In a possible embodiment of the control device 1, control elements 3 which are very close or touch each other in the multidimensional reference space 2 can be functionally linked.
For example, if the control element 3-1 controls a function F1 and the control element 3-2 controls a function F2, in a possible embodiment, after the two control elements 3-1, 3-2 touch in the reference space 2, both control elements 3-1, 3-2 can control both functions F1, F2.
The control elements 3-1, 3-2, 3-3 as illustrated in FIG. 1 can be inserted in the reference space 2 or generated in the reference space 2 by a user, and also removed or deleted from the reference space 2 by a user. If the control elements 3 are physical three-dimensional objects, e.g. magnetic buttons, a control element 3 belonging to a user can be carried by the user and inserted into the reference space 2 or placed there by the user.
In an embodiment, each control element 3 features an associated control element ID, e.g. a control element identification number.
In a possible embodiment, after operation of the manually operable control element 3, the user can remove the control element 3 from the reference space 2 again or delete the graphical symbol of the represented control element 3.
FIGS. 2A, 2B show various possibilities for operating a control element 3 in the context of the control device 1 according to various embodiments. In the embodiment illustrated in FIG. 2, the control element 3 is formed by a three-dimensional body which can be manually operated by the hand of a user, e.g. shifted or rotated on a surface.
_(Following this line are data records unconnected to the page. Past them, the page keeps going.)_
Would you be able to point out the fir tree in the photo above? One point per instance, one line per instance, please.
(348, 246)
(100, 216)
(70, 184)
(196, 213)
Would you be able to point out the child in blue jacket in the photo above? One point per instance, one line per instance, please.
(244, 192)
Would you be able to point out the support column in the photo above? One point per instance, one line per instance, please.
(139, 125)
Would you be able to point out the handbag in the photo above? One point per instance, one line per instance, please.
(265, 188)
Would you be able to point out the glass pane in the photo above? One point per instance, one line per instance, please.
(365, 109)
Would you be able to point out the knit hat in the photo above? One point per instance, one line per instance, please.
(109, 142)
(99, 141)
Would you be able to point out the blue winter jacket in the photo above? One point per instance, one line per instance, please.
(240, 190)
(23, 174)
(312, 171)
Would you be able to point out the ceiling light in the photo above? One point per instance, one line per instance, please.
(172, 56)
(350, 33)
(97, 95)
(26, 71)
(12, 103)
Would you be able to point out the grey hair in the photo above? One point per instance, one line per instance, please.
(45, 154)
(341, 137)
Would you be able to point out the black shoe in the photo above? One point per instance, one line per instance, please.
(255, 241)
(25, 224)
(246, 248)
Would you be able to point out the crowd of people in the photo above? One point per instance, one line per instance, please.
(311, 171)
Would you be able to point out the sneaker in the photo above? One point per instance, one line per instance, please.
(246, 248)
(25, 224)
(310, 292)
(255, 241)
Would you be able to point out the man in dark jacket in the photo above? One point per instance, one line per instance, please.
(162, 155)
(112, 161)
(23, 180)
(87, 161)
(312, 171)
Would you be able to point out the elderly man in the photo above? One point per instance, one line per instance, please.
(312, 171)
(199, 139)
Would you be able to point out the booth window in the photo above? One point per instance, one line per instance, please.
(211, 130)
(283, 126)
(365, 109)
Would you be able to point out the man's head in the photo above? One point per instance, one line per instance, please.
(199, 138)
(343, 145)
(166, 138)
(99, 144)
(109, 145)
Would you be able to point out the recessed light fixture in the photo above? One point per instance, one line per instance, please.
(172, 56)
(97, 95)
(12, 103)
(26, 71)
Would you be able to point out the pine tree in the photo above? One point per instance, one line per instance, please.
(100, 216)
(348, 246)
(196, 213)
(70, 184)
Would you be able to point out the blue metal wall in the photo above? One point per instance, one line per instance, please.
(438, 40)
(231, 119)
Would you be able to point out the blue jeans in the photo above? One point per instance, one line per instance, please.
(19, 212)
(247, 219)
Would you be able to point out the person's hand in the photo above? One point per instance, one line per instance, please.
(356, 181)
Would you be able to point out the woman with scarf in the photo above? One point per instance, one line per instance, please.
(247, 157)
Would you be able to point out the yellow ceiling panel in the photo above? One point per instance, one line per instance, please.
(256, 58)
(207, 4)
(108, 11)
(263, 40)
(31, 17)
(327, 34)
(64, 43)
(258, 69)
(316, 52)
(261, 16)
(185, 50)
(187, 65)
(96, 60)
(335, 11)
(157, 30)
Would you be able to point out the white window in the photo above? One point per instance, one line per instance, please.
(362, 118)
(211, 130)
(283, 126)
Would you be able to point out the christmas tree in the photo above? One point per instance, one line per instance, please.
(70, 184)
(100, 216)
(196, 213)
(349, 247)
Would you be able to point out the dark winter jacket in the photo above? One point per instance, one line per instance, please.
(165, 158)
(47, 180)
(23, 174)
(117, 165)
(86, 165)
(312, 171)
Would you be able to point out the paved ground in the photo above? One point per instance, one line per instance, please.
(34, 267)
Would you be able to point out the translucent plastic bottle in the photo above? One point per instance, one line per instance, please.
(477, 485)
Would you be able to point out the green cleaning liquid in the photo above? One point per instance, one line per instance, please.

In the embodiment illustrated in FIG. 2B, the control element 3 is represented graphically for its operation in the reference space 2. For example, a symbol of the control element 3 is represented on a screen surface of a touch-sensitive screen. By touching the control element 3 with a finger, a user can control a function by means of manual operation, i.e. by changing a position of the control element 3 in the multidimensional reference space.
FIG. 3 shows a further exemplary embodiment of an control device 1. In the exemplary embodiment illustrated in FIG. 3, the multidimensional reference space 2 is a three-dimensional reference space in which a control element 3 is situated. A function of the system is controlled depending on the position of the control element 3 in the three-dimensional reference space 2. In this case, the position can again be formed by the absolute position of the control element 3 in the reference space 2, by a relative position of the control element 3 to a reference point within the reference space 2, or by a relative position of the control element 3 to at least one other control element within the reference space 2.
FIG. 4 shows a further exemplary embodiment of the control element 1. In this exemplary embodiment, the multidimensional reference space 2 is likewise formed by a three-dimensional reference space, in which a control element 3 is situated. In the case of the exemplary embodiment illustrated in FIG. 4, the three-dimensional reference space 2 is represented optically on a screen 6. Using an electronic control glove 8 and a wireless interface, for example, a user 7 can communicate with the data processing unit 4 and manually operate the control element 3 in the three-dimensional reference space 3. As a result of the three-dimensional movement of the controlling glove 8, the control element 3 is moved in the three-dimensional reference space 2, i.e. moved translationally or rotated. A function of the system, e.g. an actuator 5, can be controlled depending on the absolute or relative position of the control element 3 in the three-dimensional reference space 2.
In an alternative embodiment, the three-dimensional reference space 2 and the control element 3 contained therein are not visually displayed to the user 7 via a screen, but by means of a helmet which comprises a display and is worn by the user 7, or by means of eyeglasses which are worn by a user 7. The data processing entity 4 can be a computer comprising one or more microprocessors, which has a wireless interface by means of which a user can transfer control signals for the purpose of operating the control element 3.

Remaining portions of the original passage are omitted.